Die Stimme der Person war tief und rau, aber dennoch so angenehm, dass sie mir einen Schauer über den Rücken jagte. Doch die Person klang auch besorgt. Und die Stimme klang verzerrt. Ich drehte mich im Kreis, aber um mich herum war nur Dunkelheit. Alles war schwarz und es war nichts zu erkennen. Das Einzige, was ich hörte, war mein Atem und immer wieder, wie diese Person meinen Namen rief.

»Mallory!«

Etwas an der Art, wie die Person meinen Namen rief, verursachte ein merkwürdigendes Kribbeln in meinem Bauch und ließ mein Herz schneller schlagen. Die Stimme schien immer näher zu kommen, während ich mich abermals im Kreis drehte. Meine Hand streckte sich in die Dunkelheit, um ihn zu erfassen, doch ich fasste ins Nichts. Dann erklang plötzlich ein Reifenquietschen, lautes Gepolter und es wurde immer lauter.
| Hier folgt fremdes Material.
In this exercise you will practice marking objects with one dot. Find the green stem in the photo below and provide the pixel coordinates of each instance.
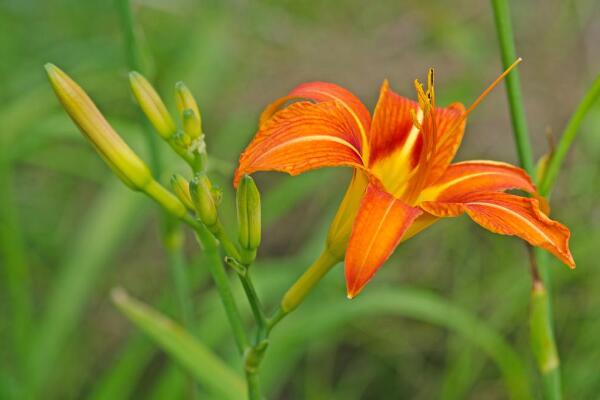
(209, 244)
(567, 138)
(513, 85)
(174, 248)
(172, 233)
(302, 287)
(255, 305)
(253, 385)
(550, 378)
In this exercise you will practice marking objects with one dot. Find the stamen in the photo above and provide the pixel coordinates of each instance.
(430, 88)
(491, 87)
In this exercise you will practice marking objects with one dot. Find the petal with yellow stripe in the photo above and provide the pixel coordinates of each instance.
(302, 137)
(379, 226)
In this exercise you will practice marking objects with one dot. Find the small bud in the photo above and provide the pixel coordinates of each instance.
(200, 189)
(82, 110)
(249, 219)
(341, 227)
(185, 101)
(152, 105)
(181, 188)
(191, 123)
(166, 199)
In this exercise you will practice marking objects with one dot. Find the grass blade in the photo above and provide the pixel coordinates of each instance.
(182, 346)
Mitten in der Nacht wachte ich auf. Hektisch sah ich mich um. Das war nur ein Traum... Und doch... Mich ließ das Gefühl nicht los, dass sich hier jemand befand. Dass mich jemand beobachtete. Doch als meine Augen den dunklen Raum scannten, konnte ich niemanden ausmachen.
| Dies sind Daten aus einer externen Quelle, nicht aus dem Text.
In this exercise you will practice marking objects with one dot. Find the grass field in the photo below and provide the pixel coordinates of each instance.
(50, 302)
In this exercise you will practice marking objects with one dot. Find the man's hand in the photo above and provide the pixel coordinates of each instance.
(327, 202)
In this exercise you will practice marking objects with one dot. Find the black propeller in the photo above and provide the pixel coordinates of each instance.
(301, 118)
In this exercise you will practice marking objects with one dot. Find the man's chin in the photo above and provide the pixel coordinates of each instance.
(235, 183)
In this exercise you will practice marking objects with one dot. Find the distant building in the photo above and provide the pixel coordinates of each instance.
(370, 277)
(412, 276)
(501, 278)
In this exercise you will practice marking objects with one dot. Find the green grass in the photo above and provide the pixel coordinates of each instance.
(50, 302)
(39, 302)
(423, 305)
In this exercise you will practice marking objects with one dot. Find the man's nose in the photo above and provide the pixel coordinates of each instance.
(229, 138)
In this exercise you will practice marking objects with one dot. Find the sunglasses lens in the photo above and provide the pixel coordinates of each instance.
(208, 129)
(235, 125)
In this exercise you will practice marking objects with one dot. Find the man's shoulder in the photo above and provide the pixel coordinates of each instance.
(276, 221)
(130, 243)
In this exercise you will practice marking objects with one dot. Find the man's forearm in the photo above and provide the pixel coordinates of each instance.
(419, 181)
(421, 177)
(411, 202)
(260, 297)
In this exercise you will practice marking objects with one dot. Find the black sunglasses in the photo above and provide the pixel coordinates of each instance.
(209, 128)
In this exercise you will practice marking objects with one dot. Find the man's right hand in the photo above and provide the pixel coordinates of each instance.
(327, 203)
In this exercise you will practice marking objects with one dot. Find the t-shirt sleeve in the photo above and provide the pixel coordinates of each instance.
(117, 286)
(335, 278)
»Hallo? Ist da wer?« Ein Kloß bildete sich in meinem Hals. Es war still. Zu still. Mein Herz schlug immer schneller in meiner Brust, da alles in mir sagte, dass dort jemand war. Doch je länger der Moment ging, desto mehr begriff ich, dass ich auch einfach nur Übertreiben konnte. Vermutlich war ich zu viel mit komischen Mitteln aus dem Krankenhaus vollgepumpt und konnte somit nicht mehr klar denken. Also ließ ich mich langsam in mein Kissen zurücksenken und schloss meine Augen. Lauschte meiner Atmung, die sich langsam wieder beruhigte. Aber das Gefühl noch immer beobachtet zu werden, ließ mich einfach nicht los. Und doch schlug mein Herz nicht schneller. Stattdessen beruhigte mich irgendetwas, von dem ich nicht genau wusste, was es war. Doch kurz darauf versank ich wieder in meinen Träumen.

***

Grummelnd blinzelte ich gegen das grelle Licht, welches mich an diesem Morgen weckte. Langsam öffnete ich meine Augen und sah mich um. Es war noch niemand zu sehen. Mein Blick glitt aus dem Fenster. Die Sonne schien herein und ließ den Tag etwas freundlicher wirken. Und obwohl ich glaubte Vögel zwitschern zu hören, konnte das meine Stimmung nicht bessern. Hier in diesem Zimmer zu liegen und nicht zu wissen, was in den letzten drei Jahren passiert war, war die reinste Hölle. Besonders, da man überwiegend alleine war und sich so nur noch mehr Gedanken machte. Man wollte unbedingt wissen, was passiert war, konnte es aber nicht. Und genau da lag das Problem.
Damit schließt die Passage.